I don’t know how it happened. I somehow managed to develop a deep connection with a nameless narrator. I cannot decide if it’s her curiosity, perseverance, or profound mind that attracts me to her; regardless, consider me charmed. I also cannot tell if I want to be her or be her friend. I think I want to believe that she and I have things in common, though it’s notoriously difficult to accurately judge ourselves. A clear sign of my fascination was when I found myself writing down many thought-provoking questions that she asked herself throughout. I clearly did not want to forget what the nameless narrator had to say. There was one question that I felt particularly gripped to, and fortunately, it kept developing as the plot evolved. The question being: what does it feel like to love someone?
To provide a brief background – the novel I Who Have Never Known Men depicts a dystopian society where forty women are trapped underground. There comes a day when they are freed and must navigate their way back to a stable condition, which, spoiler, does not really happen. At least not in the way most people would classify ‘stability.’ As is life, many of the women eventually die and the 40th prisoner, the nameless girl, is left to fend for herself.
Earlier in the novel, when all the women are still alive, there is discussion around the older womens’ former partners and children from the real world. The word ‘love’ is thrown around sometimes, but the girl doesn’t have a firm concept of what this could mean. She makes it clear though, time and time again, that she wants to learn everything she can so this concept of so-called ‘love’ sticks with her.
If we fast forward towards the end of the book, the main character is left with one fellow prisoner and friend. When that friend eventually passes away, she revisits the conversation on love and narrates to herself that what she felt towards her friend must be the feeling the other women spoke about all this time. The feeling of wanting to care for someone and prioritize their happiness over your own. The deep care and affection that comes with seeing your soul reflected in another. I find the discovery she undergoes to be beautiful yet chilling because we often just assume that certain feelings feel such an obvious way. But through the human experience analysis that this book explores, I found myself disentangling my own feelings and attempting to determine what exactly certain common feelings feel like. Specifically love.
That brings me back to my burning question: what does it feel like to love someone? If I really sit here and try to break it down… my first thought is that it feels warm and safe. It feels like the cozy sensation you get when curled up on the couch as it’s snowing outside but you’re in a furry blanket watching a movie inside. It feels like the sun hitting your face – just warm enough to bask, yet cool enough to avoid sweating. It feels like unwinding in a hot bath with lights dimmed, candles burning, and slow music playing.
In a very literal sense, you feel the excitement when someone you love walks into a room, or even nervous energy before engaging. What it really feels like is wanting the person you love to hold you and touch you and never let you go. The safety in being close to them and not feeling strange about making physical contact even when that wasn’t the intention. It almost feels like you magnetize to one another and it takes physical strength to separate. You both observe the touch and choose to stay exactly as you are. Love is the comfort in wanting to be vulnerable with someone because you so deeply trust that they will only love you more for it. The more they see of your soul the closer you both feel.

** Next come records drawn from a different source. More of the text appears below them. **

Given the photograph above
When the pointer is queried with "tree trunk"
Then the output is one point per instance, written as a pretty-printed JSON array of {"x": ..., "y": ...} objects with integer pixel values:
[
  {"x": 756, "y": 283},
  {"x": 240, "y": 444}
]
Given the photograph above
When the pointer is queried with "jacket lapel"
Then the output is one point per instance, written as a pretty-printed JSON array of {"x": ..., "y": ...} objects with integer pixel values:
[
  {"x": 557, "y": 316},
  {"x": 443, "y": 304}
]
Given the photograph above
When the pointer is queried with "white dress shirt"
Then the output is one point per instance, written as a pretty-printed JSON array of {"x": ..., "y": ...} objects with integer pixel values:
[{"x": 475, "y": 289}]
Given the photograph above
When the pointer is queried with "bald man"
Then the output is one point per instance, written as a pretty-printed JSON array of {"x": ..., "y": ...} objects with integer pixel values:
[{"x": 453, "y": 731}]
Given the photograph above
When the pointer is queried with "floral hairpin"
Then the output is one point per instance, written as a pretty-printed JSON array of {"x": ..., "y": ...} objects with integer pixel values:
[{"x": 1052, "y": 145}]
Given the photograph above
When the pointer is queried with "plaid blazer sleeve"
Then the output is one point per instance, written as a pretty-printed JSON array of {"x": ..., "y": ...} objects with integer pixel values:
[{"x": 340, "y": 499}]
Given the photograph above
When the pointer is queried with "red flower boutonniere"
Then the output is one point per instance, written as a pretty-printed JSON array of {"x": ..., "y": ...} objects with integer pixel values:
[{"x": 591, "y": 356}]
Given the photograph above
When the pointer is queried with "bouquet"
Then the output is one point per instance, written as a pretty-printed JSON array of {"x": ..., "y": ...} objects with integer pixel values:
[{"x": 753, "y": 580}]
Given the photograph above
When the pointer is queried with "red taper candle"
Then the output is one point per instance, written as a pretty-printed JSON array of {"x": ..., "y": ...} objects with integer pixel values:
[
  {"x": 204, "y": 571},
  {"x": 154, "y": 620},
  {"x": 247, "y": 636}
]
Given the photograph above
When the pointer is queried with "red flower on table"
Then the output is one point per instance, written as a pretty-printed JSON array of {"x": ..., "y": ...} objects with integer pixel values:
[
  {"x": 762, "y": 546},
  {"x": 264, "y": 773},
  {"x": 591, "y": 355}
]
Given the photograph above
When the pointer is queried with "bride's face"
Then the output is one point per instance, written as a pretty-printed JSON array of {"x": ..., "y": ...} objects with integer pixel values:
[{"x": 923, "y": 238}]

When you feel seen, your brain feels understood. That is another unique feeling that comes with love. The one you love is curious about how you think and wants to uncover the meaning of life with you. They want to know the philosophy of being and understand why you are the way you are. They admire you for it. Loving someone means genuinely wanting what is best for them with no feelings of envy for their success. Their successes fill you in a way that surprises you. You want to put the person you love first and make them feel heard and appreciated. It would kill you to see them sad or misunderstood. Love in some ways is a sacrifice of oneself, not only knowing you can and should put someone close to you first, but deeply wanting it so much that it almost becomes selfish; seeing them happy makes you feel happy. Love is something that can be felt with endless relationships in your life, but there are always some that feel most intense, and that’s perhaps why they are so special.
It is so melancholic to me that the nameless girl in I Who Have Never Known Men found the opportunity to experience love and understand what makes it special. I find it odd that I feel this way since it is a good thing she felt that, really. But I think I feel sad that she felt such a sensation so little in her life that she was able to pinpoint the moment when she thought she finally understood the feeling. While we know conceptually that love is a tender and remarkable feeling, we do sometimes forget how to observe it and nourish it.
If I were to reframe this, though, how lucky am I to have always distinctly understood the feeling of love. Not to mention, the additional fortune in knowing how many times in my life I’ve thought “in this moment I really feel so strongly for the person across from me.” Those moments where you sit presently and just take the person across from you in and feel ever so grateful. My mind quickly floods with several of these moments in time and it warms yet saddens me, as some is love lost.
Love is such an interesting and complex feeling, I will always wonder how we are created as beings with the potential to experience such a wild and deeply complicated feeling. This book brought me back down to earth, to the basics of being, and reminded me of the sheer blessing it is to feel so strongly. Whenever I start to take this for granted, the antidote is I Who Have Never Known Men.